You are viewing a plain text version of this content. The canonical link for it is here.
Posted to java-user@lucene.apache.org by "Smiley, David W." <ds...@mitre.org> on 2014/01/17 17:56:07 UTC

FW: [Jts-topo-suite-user] Persistent STR tree

FYI for those with spatial interests…

From: <Smiley>, "Smiley, David W." <ds...@mitre.org>>
Date: Friday, January 17, 2014 at 11:53 AM
To: Demeter Sztanko <sz...@gmail.com>>
Cc: "jts-topo-suite-user@lists.sourceforge.net<ma...@lists.sourceforge.net>" <jt...@lists.sourceforge.net>>
Subject: Re: [Jts-topo-suite-user] Persistent STR tree

So 4x not 10x; I’m not feeling depressed anymore ;-)

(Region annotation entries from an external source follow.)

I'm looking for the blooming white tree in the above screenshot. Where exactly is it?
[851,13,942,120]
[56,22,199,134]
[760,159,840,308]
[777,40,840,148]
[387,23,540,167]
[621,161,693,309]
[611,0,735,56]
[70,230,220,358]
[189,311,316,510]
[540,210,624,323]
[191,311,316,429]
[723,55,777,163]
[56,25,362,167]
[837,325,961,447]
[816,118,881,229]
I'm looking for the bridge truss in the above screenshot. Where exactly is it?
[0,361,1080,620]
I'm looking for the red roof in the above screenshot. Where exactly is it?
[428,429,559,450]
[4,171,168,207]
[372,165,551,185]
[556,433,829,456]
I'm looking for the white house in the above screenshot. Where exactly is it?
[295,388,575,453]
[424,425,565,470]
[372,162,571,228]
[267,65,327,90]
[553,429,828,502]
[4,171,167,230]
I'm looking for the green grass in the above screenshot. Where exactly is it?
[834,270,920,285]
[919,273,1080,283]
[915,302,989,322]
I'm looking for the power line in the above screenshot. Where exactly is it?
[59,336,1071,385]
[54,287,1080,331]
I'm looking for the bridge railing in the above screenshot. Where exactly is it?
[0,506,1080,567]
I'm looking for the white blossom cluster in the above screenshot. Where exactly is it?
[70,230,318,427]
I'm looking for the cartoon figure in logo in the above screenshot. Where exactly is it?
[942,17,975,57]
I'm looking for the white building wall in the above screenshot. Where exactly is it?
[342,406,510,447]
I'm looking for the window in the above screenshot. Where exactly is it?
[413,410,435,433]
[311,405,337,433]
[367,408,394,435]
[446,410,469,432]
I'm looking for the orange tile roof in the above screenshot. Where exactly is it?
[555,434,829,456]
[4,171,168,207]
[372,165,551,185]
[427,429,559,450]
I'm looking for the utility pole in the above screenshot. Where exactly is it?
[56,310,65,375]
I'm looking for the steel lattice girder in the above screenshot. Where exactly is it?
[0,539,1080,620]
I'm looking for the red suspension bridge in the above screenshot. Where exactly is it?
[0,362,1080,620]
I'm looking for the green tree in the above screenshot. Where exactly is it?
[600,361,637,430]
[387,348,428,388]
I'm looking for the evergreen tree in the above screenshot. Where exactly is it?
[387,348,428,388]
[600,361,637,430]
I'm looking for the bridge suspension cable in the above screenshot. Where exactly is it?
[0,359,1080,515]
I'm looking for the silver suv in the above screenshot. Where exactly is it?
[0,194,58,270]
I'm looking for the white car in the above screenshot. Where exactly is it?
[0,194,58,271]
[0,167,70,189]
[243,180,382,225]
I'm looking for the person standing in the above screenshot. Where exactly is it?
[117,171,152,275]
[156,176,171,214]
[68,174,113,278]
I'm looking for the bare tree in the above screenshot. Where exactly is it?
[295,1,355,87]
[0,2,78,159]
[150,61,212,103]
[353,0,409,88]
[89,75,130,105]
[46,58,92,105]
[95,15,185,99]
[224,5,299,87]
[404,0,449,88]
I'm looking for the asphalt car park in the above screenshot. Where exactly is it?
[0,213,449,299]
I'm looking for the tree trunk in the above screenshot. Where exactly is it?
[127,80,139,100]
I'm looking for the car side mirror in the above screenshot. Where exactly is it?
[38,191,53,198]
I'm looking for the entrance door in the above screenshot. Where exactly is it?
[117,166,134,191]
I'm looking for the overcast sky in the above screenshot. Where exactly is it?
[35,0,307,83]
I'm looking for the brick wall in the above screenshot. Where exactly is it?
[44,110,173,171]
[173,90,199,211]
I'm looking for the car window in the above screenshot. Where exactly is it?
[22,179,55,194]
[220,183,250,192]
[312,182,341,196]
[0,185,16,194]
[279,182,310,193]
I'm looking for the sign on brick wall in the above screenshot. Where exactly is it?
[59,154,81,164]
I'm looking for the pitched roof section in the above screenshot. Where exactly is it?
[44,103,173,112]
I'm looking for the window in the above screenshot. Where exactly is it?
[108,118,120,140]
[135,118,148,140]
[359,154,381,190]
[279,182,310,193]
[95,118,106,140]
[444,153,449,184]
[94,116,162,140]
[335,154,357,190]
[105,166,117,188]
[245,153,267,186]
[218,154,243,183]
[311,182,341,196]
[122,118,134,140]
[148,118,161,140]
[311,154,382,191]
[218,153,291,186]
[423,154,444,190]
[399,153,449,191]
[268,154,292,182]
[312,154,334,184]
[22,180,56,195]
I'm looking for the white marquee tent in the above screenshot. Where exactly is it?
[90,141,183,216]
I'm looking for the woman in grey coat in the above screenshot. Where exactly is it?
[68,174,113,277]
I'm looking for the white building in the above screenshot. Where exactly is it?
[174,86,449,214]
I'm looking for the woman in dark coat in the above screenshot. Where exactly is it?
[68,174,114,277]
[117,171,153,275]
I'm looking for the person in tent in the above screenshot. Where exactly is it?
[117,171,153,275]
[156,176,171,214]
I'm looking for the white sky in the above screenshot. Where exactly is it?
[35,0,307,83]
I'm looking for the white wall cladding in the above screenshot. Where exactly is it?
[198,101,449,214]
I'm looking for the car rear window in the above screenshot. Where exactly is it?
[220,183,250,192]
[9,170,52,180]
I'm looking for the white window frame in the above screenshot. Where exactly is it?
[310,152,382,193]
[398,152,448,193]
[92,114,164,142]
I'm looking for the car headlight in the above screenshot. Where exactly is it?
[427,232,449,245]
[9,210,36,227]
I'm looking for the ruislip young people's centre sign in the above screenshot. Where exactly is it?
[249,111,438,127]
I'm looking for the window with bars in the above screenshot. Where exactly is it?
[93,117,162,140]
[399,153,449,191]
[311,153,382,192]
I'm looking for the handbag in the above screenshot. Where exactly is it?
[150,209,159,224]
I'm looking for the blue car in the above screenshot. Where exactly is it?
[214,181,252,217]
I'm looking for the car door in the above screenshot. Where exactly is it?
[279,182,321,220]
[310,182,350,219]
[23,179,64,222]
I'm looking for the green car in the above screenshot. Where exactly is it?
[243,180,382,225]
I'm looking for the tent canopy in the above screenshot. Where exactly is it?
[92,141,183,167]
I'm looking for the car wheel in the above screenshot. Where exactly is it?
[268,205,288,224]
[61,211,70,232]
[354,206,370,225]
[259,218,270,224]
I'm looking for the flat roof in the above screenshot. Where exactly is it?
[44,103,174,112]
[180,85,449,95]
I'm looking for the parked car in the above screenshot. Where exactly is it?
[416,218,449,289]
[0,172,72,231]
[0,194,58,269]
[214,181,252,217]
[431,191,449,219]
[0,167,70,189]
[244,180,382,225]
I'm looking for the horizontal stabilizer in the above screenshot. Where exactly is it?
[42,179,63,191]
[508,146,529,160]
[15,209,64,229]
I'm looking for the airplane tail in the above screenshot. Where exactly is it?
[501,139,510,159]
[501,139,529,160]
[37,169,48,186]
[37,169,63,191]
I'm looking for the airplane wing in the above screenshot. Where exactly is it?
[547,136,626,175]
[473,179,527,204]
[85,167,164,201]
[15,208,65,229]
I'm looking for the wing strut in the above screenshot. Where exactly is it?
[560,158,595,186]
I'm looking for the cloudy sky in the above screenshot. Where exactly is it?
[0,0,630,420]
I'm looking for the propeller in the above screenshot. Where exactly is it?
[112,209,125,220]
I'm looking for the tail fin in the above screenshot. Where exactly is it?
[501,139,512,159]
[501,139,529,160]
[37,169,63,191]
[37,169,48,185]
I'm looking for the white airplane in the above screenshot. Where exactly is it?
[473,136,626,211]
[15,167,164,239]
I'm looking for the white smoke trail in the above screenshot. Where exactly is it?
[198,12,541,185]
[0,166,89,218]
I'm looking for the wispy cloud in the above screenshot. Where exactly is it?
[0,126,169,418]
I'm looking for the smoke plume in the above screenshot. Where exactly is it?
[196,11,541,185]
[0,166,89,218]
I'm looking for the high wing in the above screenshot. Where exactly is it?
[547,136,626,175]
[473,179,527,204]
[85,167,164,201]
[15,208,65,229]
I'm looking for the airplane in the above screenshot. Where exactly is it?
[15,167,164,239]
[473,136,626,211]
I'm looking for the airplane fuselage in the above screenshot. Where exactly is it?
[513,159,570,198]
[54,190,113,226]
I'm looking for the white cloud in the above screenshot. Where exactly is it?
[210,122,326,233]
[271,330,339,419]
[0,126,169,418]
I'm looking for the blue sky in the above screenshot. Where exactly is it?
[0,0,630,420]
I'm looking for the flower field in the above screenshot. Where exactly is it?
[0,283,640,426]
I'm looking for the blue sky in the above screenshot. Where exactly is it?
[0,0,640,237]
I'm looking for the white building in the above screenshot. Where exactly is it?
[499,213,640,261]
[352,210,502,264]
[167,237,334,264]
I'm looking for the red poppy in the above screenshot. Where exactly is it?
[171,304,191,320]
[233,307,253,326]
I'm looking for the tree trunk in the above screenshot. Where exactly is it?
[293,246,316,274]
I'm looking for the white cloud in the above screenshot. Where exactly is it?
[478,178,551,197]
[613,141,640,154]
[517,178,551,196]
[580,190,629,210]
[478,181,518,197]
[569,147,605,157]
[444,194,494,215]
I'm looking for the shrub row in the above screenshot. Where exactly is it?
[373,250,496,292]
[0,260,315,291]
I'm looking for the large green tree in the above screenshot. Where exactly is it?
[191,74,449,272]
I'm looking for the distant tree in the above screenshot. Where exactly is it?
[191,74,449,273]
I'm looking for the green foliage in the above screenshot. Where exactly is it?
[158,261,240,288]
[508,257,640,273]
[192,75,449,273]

Your approach of using QuadTree and a coordinate reference system makes sense.  One day hopefully not too far away, I expect Lucene-spatial/Spatial4j will have built-in projection support.  But Instead of indexing bounding boxes, you should ideally be indexing the actual shapes, and then you can pull the WKB and check for actual intersection.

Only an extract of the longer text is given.